The life of a closeted athlete -- or of anyone who chooses to live in the closet for a myriad of reasons -- is most accurately categorized not as a life of deception, but as one of duality. For many in the closet, their stories are often categorized by this idea of a "double life," and the stress of living this duplicitous lifestyle is what eventually brought Olympic hopeful Tom Luchsinger out of the closet.
Luchsinger describes his experience in a brave coming-out piece for Outsports, remembering a particular morning in April 2013. "I wake up and look at the clock. 2:58 AM," Luchsinger begins. "I don't have to be up for another two hours and five minutes for the first of three workouts. Yes, I'm that exact. In the wee hours of twilight my mind begins to race. I can feel my heart rate rising and my body beginning to perspire as I think, 'You're gay.'"
As a way to escape this reality, Luchsinger says, he threw himself into his activities. In addition to being a star swimmer for the University of North Carolina Tar Heels, Luchsinger is a diligent student. By a student athlete's yardstick, Luchsinger has a lot going for him. But the constant criticism he put on himself for being a gay man infiltrated everything about his sense of self-worth. "You name it, I hate it about myself," he puts it simply in the Outsports piece.
Just a few months later, at the 2013 U.S. National Championships in June, Luchsinger won the title in the 200-meter butterfly and qualified for the 2013 World Aquatics Championship in Barcelona.
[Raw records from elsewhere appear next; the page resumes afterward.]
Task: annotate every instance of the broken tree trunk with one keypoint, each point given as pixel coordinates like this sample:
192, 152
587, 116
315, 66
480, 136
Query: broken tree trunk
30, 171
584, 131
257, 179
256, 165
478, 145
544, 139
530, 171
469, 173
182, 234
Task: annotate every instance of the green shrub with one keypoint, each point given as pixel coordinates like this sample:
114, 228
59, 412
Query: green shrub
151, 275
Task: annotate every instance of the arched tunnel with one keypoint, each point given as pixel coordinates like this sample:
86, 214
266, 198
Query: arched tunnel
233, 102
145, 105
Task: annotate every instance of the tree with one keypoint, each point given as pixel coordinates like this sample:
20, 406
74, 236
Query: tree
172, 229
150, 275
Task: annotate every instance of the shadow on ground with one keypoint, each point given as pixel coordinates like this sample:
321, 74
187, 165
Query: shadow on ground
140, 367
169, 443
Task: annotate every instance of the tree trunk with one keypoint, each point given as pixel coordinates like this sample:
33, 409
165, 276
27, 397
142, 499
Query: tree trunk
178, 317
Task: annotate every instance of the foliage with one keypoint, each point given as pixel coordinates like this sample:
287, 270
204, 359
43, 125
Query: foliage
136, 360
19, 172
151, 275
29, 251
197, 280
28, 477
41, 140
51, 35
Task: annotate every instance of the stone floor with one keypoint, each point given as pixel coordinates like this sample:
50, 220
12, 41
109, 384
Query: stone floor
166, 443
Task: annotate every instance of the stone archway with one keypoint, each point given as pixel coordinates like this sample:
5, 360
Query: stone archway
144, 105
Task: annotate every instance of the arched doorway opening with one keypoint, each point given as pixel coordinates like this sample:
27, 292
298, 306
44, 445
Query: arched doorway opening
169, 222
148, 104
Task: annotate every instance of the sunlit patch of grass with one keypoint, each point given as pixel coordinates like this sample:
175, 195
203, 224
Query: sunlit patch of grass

After the national title, Luchsinger says, his life changed, as he was suddenly projected to make the 2016 Olympic team. "I had attention from fans, I had a sponsor, and I found a new responsibility to keep the swimming community updated on the majority of my life," he recalls.
With the newfound fame came newfound fears, particularly about being outed, either on social media or by the press. He knew the attention he was getting was for his immense talent, and any press covering him were most likely doing so because he was a national champion. But the double life and haunting fear that someone could out him at any moment elicited paranoia and self-deprecation from Luchsinger. "I always wondered, 'Why would anyone want to take a picture of me? Why would anyone want to film me? I'm nothing but an unaccomplished, closeted queer.'"
The spotlight was jarring, but even more so when Luchsinger began to turn the microscope onto himself. "How was I supposed to be comfortable in front of a camera when I couldn't stomach looking at myself in the mirror?" he remembers thinking. "The attention that some athletes revel in was causing me turmoil."
As the attention grew, he found himself increasing his efforts to mask his sexuality, obsessively censoring himself on social media and trying to appear more masculine in interviews. "I was the King of the Double Life," he recalls.
The duplicity proved to much to bear, and earlier this year, Luchsinger made the decision to come out. He made a deal with himself that if he didn't repeat his championship title, he would come out publicly. When he finished a disappointing seventh in June, he decided it was time.
Like most people beginning the process of coming out, Luchsinger first reached out to those whom it would be easiest to tell: a gay former UNC swimmer; his understanding and nurturing older brother; and his best friend, Kate, who was excited and not the least bit taken aback.
Next came his parents, whom Luchsinger called from a hotel room in Chicago. "I'm gay. And I'm scared," he told them. But their reaction couldn't have been more supportive. "I lucked out to get them as my parents," he says.
With each person he told, Luchsinger says. the experience got easier. "It was shocking how easy something that caused me so much pain and anxiety simply began to roll off my tongue," he says, adding, "The best part: No one seemed to care!"
Luchsinger's proverbial cloak of shame shrunk down to the size of his swim trunks, and in its place came a sense of pride in not only his sexuality but his courage. "For years, my sexuality was the quality I was most ashamed of about myself. But now it seems that being gay is one of the characteristics I'm most proud of. I have accomplishments linked to my name that most heterosexual men will never have. I've overcome the fear of being rejected from the people I love the most."
As an athlete, Luchsinger has trained for years to be the best possible version of himself. He says that now that he is out, the fears and stresses he had been carrying have subsided tremendously, and he is able now to focus on the things he likes about himself, rather than living in the world of perpetual self-judgment he described so vividly back in 2013. Or, to put it simply: "I'm still the same person I have always been, just a hell of a lot better at it."